Deyda Hydara a été assassiné par des inconnus au volant de sa voiture dans la soirée du 16 décembre 2004, alors qu'il raccompagnait chez elles deux employées de son journal. Correspondant de Reporters sans frontières depuis 1994, il était l'une des figures les plus respectées du journalisme en Gambie. Cofondateur et codirecteur du trihebdomadaire The Point, par ailleurs correspondant de l'Agence France-Presse (AFP), il avait été l'un des détracteurs les plus véhéments des deux nouvelles lois répressives sur la presse, votées la veille de sa mort par le parlement gambien.

Depuis le meurtre, la police gambienne a interpellé deux personnes sans aucun lien avec le meurtre. Le premier, arrêté le 24 décembre et relâché cinq jours plus tard, était un habitant de Banjul qui avait publiquement interpellé Deyda Hydara et son associé Pap Saine, au sujet d'un article sur un conflit entre imams de la capitale qui lui avait déplu. Aucune charge n'a été retenue contre lui. Le second est un médecin sénégalais, interpellé par un policier en civil le 30 décembre alors qu'il voyageait du nord au sud du Sénégal à travers la Gambie. Selon un témoin, il avait été arrêté après avoir estimé publiquement que le gouvernement de Yahya Jammeh était « responsable de la mort de Deyda Hydara ». Il a été relâché après six jours de détention, sans qu'aucune charge soit retenue contre lui.

En relation indirecte avec l'affaire Deyda Hydara, un journaliste d'origine nigériane en poste à Banjul a été inquiété par la police. Le 30 décembre, Sam Obi, présentateur de la radio privée City Limits, a été interpellé et interrogé pendant six heures par la police du district de Serekunda, après être intervenu sur l'antenne de Radio France Internationale (RFI) dans le cadre de la marche de protestation du 22 décembre organisée à Banjul par les journalistes après l'assassinat de Deyda Hydara. La police a saisi l'enregistrement de son interview et son passeport, avant de le relâcher sans retenir aucune charge contre lui.

La piste du crime politique, privilégiée par Reporters sans frontières dans son rapport de mission publié le 6 janvier 2005, n'a fait l'objet d'aucun examen sérieux. Bien au contraire : la police a entendu en qualité de témoins quatre employés de The Point, dont Pap Saine, disant examiner la piste d'un règlement de comptes commandité par un supposé homme d'affaires nigérian, qui aurait été un fournisseur du journal. Le jour du meurtre, une femme de ménage aurait surpris une conversation téléphonique animée que Deyda Hydara aurait eue avec un interlocuteur anonyme.

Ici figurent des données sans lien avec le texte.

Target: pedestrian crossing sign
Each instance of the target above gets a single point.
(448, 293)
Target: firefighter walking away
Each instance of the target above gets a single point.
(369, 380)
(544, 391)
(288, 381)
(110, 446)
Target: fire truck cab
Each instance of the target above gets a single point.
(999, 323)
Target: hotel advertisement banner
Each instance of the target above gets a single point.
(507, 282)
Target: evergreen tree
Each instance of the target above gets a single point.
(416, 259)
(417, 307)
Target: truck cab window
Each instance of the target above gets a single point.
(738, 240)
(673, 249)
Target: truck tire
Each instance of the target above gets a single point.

La police a donc exigé de Pap Saine, retenu au commissariat une matinée entière, qu'il fournisse les relevés bancaires du journal. « En refusant, je leur ai dit qu'il s'agissait d'une enquête pour meurtre et non d'un audit fiscal », a expliqué Pap Saine, qui a par ailleurs indiqué que le fournisseur de The Point était un Gambien, et non un Nigérian.

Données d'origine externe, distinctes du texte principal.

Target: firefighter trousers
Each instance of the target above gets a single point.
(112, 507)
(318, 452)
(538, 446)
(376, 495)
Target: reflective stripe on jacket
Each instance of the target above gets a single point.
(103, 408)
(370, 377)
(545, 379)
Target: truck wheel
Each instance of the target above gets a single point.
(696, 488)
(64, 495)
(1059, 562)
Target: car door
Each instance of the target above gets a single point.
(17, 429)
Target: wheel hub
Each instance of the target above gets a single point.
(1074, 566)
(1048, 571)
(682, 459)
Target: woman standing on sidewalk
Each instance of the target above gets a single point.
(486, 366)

Dans son rapport de mission, Reporters sans frontières a souligné le « mode opératoire présentant de fortes similitudes » entre différentes affaires jamais résolues par la police ces deux dernières années et l'assassinat du doyen des journalistes gambiens.

Enfin, la veille de la publication de son rapport de mission, Reporters sans frontières avait demandé un rendez-vous avec le président Jammeh, afin de lui présenter ses conclusions et recommandations. A ce jour, l'organisation n'a obtenu aucune réponse.